The Community Security Trust, a charity that helps Jews with security and fight anti-Semitism, blasted the university as “an utter disgrace” over its handling of the complaint, which consisted of providing the school a copy of the slide blaming Zionism for Islamophobia.

View of buildings used bythe University of Bristol taken from the Cabot Tower on Brandon Hill. Credit: Adrian Pingstone/Wikimedia Commons.
View of buildings used bythe University of Bristol taken from the Cabot Tower on Brandon Hill. Credit: Adrian Pingstone/Wikimedia Commons.

Bristol University in the United Kingdom has been accused of mishandling a complaint by Jewish students regarding a lecture slide that blamed the “Zionist movement” as one of the “five pillars of Islamophobia.”

In March, sociology professor David Miller claimed in a slideshow presentation that the “Zionist movement (parts of)” is one of the “five pillars of Islamophobia,” in addition to the “neoconservative right,” some of whose founders and leaders were Jewish. Examples included Norman Podhoretz and Irving Kristol, who was known as the “godfather of neoconservatism.”

The Community Security Trust, a charity that helps Jews with security and fight anti-Semitism, blasted the university as “an utter disgrace” over its handling of the complaint, which consisted of providing the school a copy of the slide that blames Zionism for Islamophobia.

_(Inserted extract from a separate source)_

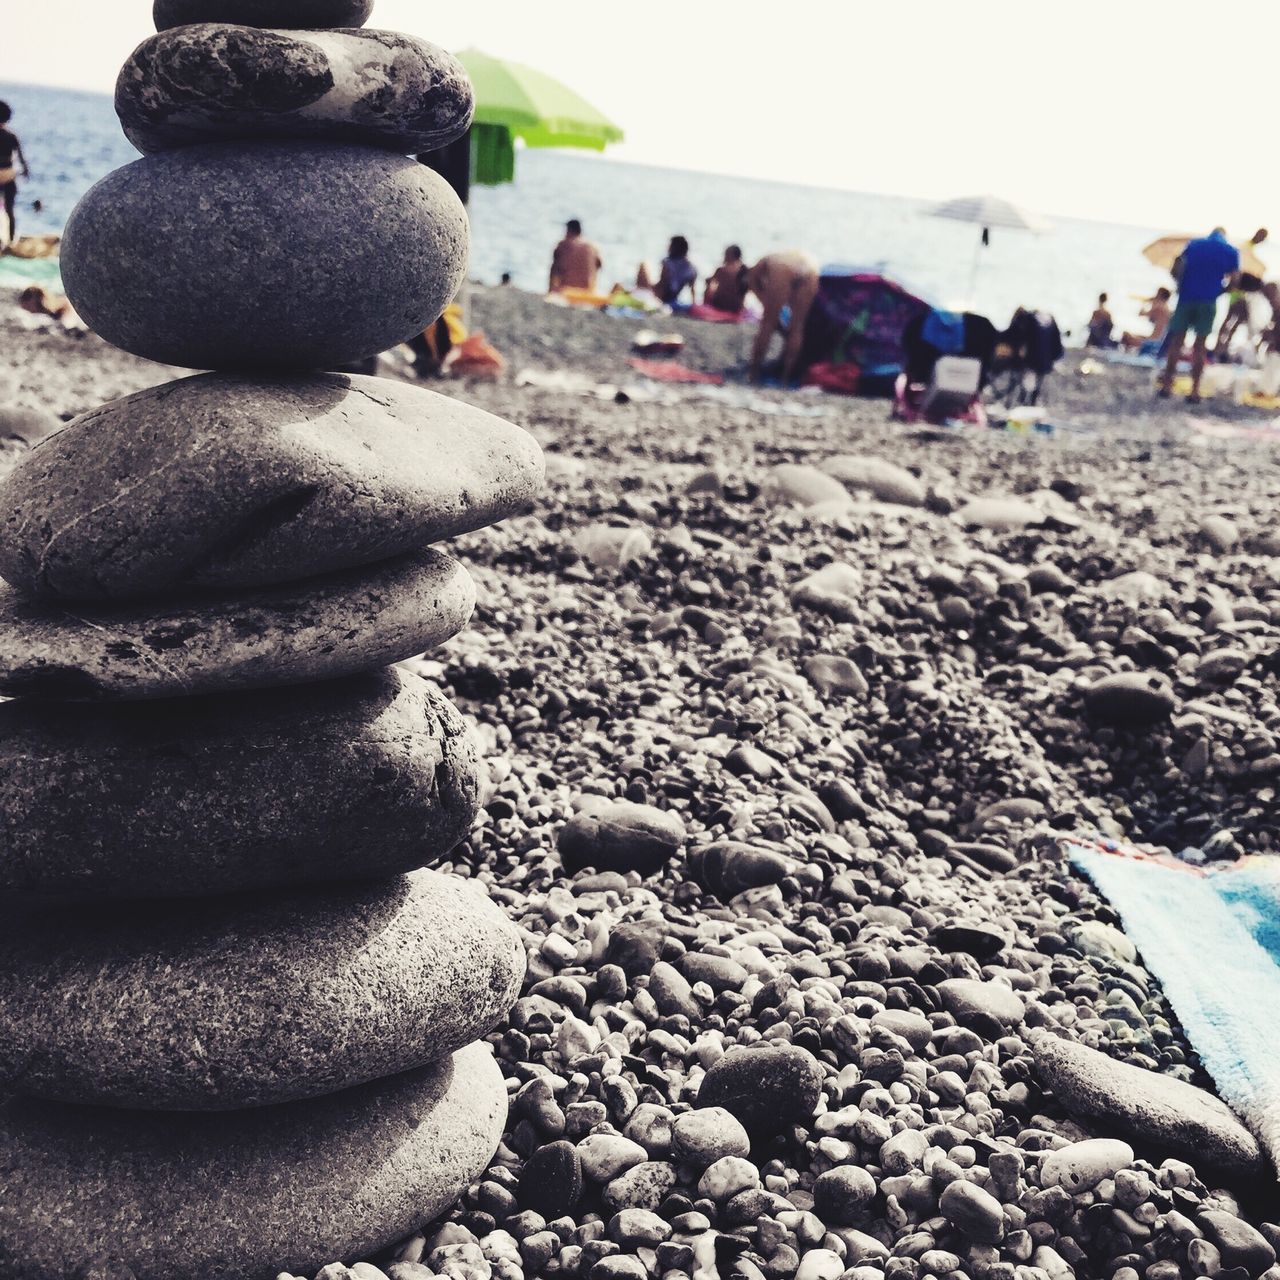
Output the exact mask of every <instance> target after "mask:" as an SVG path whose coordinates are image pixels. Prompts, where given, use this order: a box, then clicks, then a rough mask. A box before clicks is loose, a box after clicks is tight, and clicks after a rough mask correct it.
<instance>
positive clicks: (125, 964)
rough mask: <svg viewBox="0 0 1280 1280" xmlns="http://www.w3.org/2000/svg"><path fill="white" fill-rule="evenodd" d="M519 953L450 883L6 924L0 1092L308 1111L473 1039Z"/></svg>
mask: <svg viewBox="0 0 1280 1280" xmlns="http://www.w3.org/2000/svg"><path fill="white" fill-rule="evenodd" d="M524 973H525V948H524V945H522V943H521V940H520V934H518V933H517V932H516V928H515V925H512V924H511V923H509V922H508V920H507V918H506V915H503V913H502V911H500V910H499V909H498V908H497V906H494V904H493V902H490V901H488V899H485V897H484V895H483V893H481V892H480V891H479V890H477V888H476V887H475V886H472V884H468V883H467V882H466V881H463V879H460V878H457V877H452V876H442V874H439V873H438V872H413V873H412V874H411V876H404V877H398V878H396V879H392V881H379V882H375V883H371V884H366V886H362V887H358V888H357V887H353V886H343V887H342V888H328V890H297V891H292V892H287V893H278V895H256V896H253V897H225V899H214V900H207V901H202V902H182V904H137V905H133V906H131V908H115V909H110V910H106V911H102V910H99V911H92V910H90V909H84V910H79V911H76V910H70V909H67V908H64V909H60V910H52V909H50V910H32V911H20V910H14V909H9V910H6V911H5V920H4V929H3V931H0V1085H3V1087H4V1088H6V1089H12V1091H13V1092H17V1093H29V1094H33V1096H37V1097H45V1098H52V1100H56V1101H60V1102H90V1103H101V1105H104V1106H119V1107H141V1108H145V1110H189V1111H224V1110H238V1108H241V1107H256V1106H268V1105H271V1103H276V1102H291V1101H294V1100H297V1098H308V1097H319V1096H321V1094H325V1093H335V1092H338V1091H339V1089H346V1088H351V1087H352V1085H356V1084H364V1083H365V1082H366V1080H372V1079H378V1078H380V1076H384V1075H392V1074H394V1073H396V1071H406V1070H410V1069H412V1068H417V1066H421V1065H422V1064H424V1062H430V1061H434V1060H435V1059H438V1057H442V1056H444V1055H447V1053H452V1052H453V1051H454V1050H457V1048H461V1047H462V1046H463V1044H468V1043H470V1042H471V1041H474V1039H476V1038H477V1037H480V1036H484V1034H485V1033H486V1032H488V1030H490V1029H492V1028H493V1027H494V1024H495V1023H497V1021H498V1020H499V1019H500V1018H503V1016H504V1015H506V1012H507V1010H508V1009H509V1007H511V1005H512V1002H513V1001H515V998H516V996H517V995H518V992H520V982H521V978H522V977H524Z"/></svg>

“Professor Miller’s suggestion that CST in some way encourages, condones or generates Islamophobia or anti-Muslim prejudice is an entirely false and disgraceful slur,” wrote CST in a letter to Bristol vice chancellor Hugh Brady.

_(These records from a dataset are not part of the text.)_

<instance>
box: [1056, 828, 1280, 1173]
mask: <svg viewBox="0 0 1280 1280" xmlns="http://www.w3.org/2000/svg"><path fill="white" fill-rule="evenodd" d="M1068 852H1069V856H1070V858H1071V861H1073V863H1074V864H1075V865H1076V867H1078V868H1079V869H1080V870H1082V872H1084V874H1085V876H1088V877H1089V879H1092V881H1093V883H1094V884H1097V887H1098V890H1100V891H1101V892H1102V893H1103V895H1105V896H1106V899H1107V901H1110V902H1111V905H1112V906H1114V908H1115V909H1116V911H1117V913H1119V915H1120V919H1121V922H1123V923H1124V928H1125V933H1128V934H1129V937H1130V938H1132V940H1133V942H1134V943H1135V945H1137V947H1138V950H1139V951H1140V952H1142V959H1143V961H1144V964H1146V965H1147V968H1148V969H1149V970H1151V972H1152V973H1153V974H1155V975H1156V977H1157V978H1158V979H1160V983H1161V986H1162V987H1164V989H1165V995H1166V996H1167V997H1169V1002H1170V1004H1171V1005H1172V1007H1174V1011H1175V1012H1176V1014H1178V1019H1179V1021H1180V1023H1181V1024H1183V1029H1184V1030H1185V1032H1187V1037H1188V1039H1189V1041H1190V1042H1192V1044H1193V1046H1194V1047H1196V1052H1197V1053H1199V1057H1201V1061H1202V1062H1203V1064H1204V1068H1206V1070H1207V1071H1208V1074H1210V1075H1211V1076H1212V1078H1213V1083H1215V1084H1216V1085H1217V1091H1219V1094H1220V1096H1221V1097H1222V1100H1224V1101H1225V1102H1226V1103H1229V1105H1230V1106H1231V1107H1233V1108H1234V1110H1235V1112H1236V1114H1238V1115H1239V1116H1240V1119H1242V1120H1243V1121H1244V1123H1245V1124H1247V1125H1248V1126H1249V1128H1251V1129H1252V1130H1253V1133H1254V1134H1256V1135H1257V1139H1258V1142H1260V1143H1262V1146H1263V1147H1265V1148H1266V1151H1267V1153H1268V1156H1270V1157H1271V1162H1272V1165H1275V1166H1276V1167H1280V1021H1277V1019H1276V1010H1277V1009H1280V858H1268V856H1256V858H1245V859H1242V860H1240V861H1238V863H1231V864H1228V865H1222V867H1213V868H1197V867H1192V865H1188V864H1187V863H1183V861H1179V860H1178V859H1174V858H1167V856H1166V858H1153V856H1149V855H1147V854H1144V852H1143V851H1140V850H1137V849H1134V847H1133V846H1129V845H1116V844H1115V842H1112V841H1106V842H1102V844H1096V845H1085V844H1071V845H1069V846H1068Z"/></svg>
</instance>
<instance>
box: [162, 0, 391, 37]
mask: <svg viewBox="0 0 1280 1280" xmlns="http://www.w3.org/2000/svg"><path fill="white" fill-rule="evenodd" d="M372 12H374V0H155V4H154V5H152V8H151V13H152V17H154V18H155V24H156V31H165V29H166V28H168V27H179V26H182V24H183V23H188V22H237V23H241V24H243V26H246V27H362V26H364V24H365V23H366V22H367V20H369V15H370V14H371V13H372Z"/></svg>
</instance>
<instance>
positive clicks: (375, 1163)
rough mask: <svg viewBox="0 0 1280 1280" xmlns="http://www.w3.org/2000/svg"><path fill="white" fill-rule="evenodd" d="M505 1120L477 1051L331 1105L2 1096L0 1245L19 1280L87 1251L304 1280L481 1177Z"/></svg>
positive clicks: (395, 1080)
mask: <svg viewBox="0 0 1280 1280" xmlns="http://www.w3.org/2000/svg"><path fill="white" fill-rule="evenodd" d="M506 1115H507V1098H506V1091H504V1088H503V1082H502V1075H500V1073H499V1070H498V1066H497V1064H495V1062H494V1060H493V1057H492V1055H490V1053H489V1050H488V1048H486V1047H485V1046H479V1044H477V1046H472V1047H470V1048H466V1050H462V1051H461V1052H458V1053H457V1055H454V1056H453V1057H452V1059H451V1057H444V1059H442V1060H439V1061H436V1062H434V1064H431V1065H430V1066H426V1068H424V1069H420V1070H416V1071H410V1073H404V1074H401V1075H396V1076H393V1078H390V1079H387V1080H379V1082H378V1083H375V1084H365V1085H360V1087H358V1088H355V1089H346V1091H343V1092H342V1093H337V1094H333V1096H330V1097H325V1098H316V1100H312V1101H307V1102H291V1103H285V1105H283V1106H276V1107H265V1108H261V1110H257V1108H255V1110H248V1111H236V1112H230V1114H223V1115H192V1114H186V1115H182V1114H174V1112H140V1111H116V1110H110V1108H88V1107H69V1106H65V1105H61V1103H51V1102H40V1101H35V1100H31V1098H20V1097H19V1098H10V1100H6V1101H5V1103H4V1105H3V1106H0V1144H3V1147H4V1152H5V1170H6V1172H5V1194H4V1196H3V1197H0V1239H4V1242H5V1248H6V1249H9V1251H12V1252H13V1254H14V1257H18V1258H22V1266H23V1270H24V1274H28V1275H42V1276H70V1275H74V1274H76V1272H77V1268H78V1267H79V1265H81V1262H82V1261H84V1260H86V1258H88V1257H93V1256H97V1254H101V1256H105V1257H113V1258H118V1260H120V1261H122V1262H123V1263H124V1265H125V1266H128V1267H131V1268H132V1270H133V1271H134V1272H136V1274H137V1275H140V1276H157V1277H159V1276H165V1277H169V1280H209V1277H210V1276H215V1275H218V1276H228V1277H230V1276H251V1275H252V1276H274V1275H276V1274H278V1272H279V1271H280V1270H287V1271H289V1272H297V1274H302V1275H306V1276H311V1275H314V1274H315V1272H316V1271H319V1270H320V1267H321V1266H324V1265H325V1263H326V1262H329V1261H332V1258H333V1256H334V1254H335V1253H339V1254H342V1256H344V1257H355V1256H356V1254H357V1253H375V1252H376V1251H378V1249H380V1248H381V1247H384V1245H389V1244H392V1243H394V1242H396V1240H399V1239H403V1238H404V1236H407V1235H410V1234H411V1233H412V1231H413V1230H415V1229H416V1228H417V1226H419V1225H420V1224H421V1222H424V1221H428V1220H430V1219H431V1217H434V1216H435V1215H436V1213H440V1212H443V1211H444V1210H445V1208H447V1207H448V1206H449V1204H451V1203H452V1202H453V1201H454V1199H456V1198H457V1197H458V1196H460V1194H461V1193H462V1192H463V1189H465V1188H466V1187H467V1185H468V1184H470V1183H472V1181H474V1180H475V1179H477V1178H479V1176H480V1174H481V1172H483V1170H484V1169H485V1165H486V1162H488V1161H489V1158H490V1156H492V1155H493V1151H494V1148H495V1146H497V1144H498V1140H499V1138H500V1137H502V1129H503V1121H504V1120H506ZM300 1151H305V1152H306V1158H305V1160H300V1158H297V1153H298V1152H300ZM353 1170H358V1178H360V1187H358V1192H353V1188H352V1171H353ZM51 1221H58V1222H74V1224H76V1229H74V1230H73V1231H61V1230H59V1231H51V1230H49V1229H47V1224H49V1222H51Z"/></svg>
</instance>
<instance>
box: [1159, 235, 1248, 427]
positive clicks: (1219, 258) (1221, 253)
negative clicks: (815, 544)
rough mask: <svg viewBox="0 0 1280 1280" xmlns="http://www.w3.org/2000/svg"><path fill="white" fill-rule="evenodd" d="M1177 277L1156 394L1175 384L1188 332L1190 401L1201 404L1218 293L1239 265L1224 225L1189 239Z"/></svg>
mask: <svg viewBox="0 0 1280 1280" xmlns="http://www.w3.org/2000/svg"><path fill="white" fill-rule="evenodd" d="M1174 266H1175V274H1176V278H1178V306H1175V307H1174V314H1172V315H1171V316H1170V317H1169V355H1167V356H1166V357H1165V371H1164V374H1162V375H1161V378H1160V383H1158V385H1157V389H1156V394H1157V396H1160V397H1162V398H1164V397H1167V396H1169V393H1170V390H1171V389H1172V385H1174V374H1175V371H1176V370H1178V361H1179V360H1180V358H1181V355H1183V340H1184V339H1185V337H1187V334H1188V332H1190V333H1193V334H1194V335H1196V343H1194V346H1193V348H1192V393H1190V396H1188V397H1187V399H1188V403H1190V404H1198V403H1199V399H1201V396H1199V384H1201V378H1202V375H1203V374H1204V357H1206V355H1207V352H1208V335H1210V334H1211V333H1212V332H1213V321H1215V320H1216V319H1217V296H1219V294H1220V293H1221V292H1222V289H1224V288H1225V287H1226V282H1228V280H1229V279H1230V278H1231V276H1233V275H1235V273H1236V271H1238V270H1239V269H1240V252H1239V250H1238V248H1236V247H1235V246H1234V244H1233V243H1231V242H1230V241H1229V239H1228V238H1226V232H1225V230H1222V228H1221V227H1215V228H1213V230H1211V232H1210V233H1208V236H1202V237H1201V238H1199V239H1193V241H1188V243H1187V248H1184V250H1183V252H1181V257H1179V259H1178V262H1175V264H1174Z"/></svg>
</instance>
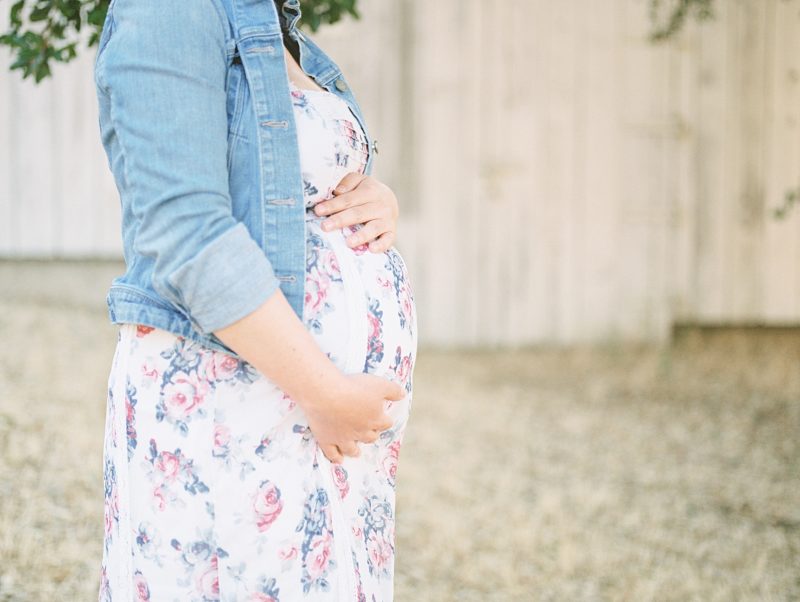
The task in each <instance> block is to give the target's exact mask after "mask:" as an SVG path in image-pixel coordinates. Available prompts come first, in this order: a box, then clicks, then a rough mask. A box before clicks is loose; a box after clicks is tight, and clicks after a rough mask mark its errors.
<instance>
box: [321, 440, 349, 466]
mask: <svg viewBox="0 0 800 602" xmlns="http://www.w3.org/2000/svg"><path fill="white" fill-rule="evenodd" d="M320 449H321V450H322V453H323V454H325V457H326V458H328V460H330V461H331V462H333V463H334V464H341V463H342V461H343V460H344V456H343V455H342V452H341V451H340V450H339V448H338V447H337V446H336V445H333V444H331V445H320Z"/></svg>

One Jewish student who contacted CST went on the record as feeling “uncomfortable and intimidated in class,” according to the organization.

Another said, “I don’t think it is right that I should have to sit in a lecture or seminar in fear.”

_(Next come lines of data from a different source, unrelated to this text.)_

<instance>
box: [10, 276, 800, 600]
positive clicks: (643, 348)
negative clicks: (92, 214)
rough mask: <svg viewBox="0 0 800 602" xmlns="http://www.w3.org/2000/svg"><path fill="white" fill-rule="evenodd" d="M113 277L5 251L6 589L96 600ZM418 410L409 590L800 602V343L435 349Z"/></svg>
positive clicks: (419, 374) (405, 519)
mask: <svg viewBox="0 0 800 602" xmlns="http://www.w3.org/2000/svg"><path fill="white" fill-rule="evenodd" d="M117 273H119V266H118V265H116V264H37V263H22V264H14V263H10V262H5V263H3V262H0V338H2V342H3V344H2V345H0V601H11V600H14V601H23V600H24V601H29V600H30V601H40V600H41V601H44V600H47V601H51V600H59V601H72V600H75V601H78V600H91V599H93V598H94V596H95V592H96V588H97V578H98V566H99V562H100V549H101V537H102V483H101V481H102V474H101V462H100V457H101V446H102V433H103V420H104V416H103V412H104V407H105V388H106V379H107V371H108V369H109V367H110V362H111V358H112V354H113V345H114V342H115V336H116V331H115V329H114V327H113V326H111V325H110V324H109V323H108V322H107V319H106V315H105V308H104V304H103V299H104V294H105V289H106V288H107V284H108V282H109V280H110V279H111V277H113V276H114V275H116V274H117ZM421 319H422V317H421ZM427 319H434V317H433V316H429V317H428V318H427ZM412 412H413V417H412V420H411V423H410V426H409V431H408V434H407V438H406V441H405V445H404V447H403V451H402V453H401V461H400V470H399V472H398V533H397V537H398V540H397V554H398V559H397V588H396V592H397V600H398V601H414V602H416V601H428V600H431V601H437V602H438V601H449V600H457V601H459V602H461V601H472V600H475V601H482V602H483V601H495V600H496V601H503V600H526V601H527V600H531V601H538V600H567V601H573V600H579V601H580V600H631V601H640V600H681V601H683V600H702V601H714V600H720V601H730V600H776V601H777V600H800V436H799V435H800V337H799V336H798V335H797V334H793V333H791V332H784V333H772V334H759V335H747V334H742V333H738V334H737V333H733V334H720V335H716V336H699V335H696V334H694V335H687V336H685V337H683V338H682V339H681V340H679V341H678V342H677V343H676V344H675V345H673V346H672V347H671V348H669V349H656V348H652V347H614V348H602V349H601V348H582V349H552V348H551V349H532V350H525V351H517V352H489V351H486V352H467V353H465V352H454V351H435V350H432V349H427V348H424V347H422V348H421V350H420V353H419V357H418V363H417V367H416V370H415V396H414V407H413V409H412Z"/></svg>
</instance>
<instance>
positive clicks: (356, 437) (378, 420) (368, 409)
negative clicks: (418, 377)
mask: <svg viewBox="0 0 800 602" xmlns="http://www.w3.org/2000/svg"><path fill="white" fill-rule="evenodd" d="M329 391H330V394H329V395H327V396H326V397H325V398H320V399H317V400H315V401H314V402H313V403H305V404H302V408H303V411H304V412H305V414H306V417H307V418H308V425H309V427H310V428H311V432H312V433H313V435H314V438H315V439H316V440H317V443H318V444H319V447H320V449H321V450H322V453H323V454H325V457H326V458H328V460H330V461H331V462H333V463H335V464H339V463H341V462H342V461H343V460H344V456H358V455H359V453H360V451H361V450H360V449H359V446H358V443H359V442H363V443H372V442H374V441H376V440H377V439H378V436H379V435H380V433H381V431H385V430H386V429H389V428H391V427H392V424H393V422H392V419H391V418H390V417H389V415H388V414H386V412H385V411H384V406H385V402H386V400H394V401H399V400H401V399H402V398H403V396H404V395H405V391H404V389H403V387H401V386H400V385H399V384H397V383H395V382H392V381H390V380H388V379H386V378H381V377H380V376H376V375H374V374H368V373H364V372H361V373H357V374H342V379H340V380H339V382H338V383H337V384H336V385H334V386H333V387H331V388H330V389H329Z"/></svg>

A Bristol University spokesperson told the London-based Jewish Chronicle in a statement that the school has “taken action in response to this to ensure that the lecture material in question is accurate, clear and not open to misinterpretation,” and that no disciplinary action was “currently being considered.”

The spokesperson added that there’s “no evidence to suggest that Jewish students feel unsafe here at Bristol,” but called for those who felt discriminated to reach out to its support services.

CST director of communications Mark Gardner told The Jewish Chronicle that his charity had been “deeply shocked by Bristol’s failure to seriously engage with the content of both our complaint and that of the Jewish students. The university has been an utter disgrace.”

In April, a student at Bristol University was told by the school’s ethnic minority officer to “be like Israel and cease to exist.”